2. The puller roller system of claim 1, wherein the yarns are extended around and engaged at a wrap portion defined along said driven puller roll between said multiple areas of contact.

3. The puller roller system of claim 1 and further comprising a pair of spaced mounting brackets.

4. The puller roller system of claim 3 and wherein said mounting brackets each include a proximal bearing member and a distal bearing member laterally adjustable with respect to said proximal bearing member.

5. The puller roller system of claim 4 wherein said driven puller roll is mounted on said proximal bearing members and said floating puller rolls are mounted on said distal bearing member so as to be moved toward and away from said driven puller roll for adjusting the spacings between said driven and floating puller rolls with the movement of said distal bearing members with respect to said proximal bearing members.

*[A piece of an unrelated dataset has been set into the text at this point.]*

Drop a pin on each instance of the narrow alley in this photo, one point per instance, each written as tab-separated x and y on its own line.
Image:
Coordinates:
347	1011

6. A puller roller system for tensioning the yarns between yarn feed rollers and the needles of the tufting machine, comprising:

at least one rotatably mounted elongated power driven puller roll having a series of radially projecting teeth;

a series of floating puller rolls mounted in a vertically spaced relationship to one another, with said driven puller roll disposed partially between said floating puller rolls, said floating puller rolls each having a series of radially projecting teeth;

wherein said driven puller roll is disposed in an intermeshing, driving relationship with said floating puller rolls with a minimum spacing defined therebetween sufficient to enable said projecting teeth of said driven puller roll to mesh with said projecting teeth of said floating puller rolls to cause said floating puller rolls to rotate and to positively engage and tension the yarns at multiple areas of contact.

7. The puller roller system of claim 6, wherein said driven puller roll includes a central axis that is laterally offset from a central axis of each said floating puller rolls.

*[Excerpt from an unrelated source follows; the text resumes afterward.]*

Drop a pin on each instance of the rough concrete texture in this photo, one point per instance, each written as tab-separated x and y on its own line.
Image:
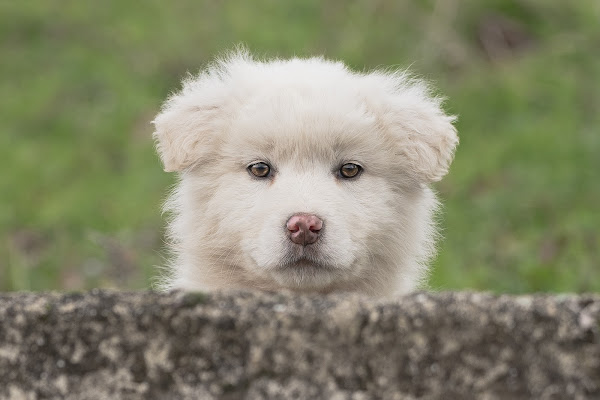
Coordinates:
240	345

8. In a tufting machine of the type having a machine frame, and at least one reciprocable needle bar having a series of spaced needles mounted therealong, each carrying a yarn for forming tufts of yarns in a backing material passing therebeneath, the improvement therein comprising:

a puller roll assembly mounted to the machine frame for tensioning the yarns being fed to the needles, said puller roll assembly comprising:

a driven puller roll having a series of radially projecting teeth; and

a pair of floating puller rolls mounted at spaced positions, each laterally offset from said driven puller roll and with each of said floating puller rolls having a series of radially projecting teeth adapted to engage and mesh with said teeth of said driven puller roll to cause rotation of said floating puller rolls;

wherein a yarn engagement path is defined between said driven and floating puller rolls along which the yarns are engaged at multiple points of contact, and wherein said floating puller rolls are positioned at a minimum spacing from said driven puller roll sufficient to enable positive engagement and tensioning of the yarns at said multiple points of contact without requiring tight pinching contact of the yarns between said teeth of said puller rolls.

9. The tufting machine of claim 8, wherein said floating puller rolls are mounted in a vertically spaced relationship to one another and said driven puller roll is disposed partially between said floating puller rolls.

10. The tufting machine of claim 9, wherein said yarn is extended around and engaged by said teeth of said driven puller roll along a wrap portion of said driven puller roll.

11. The tufting machine of claim 8 and wherein said puller roll assembly further comprises a pair of spaced mounting brackets.

12. The tufting machine of claim 11 and wherein said mounting brackets each include a proximal bearing member and a distal bearing member laterally adjustable with respect to said proximal bearing member.

13. The tufting machine of claim 12 and wherein said driven puller roll is mounted on said proximal bearing members and said floating puller rolls are mounted on said distal bearing member so as to be moved toward and away from said driven puller roll for adjusting the spacing between said driven and floating puller rolls with the movement of said distal bearing members with respect to said proximal bearing members.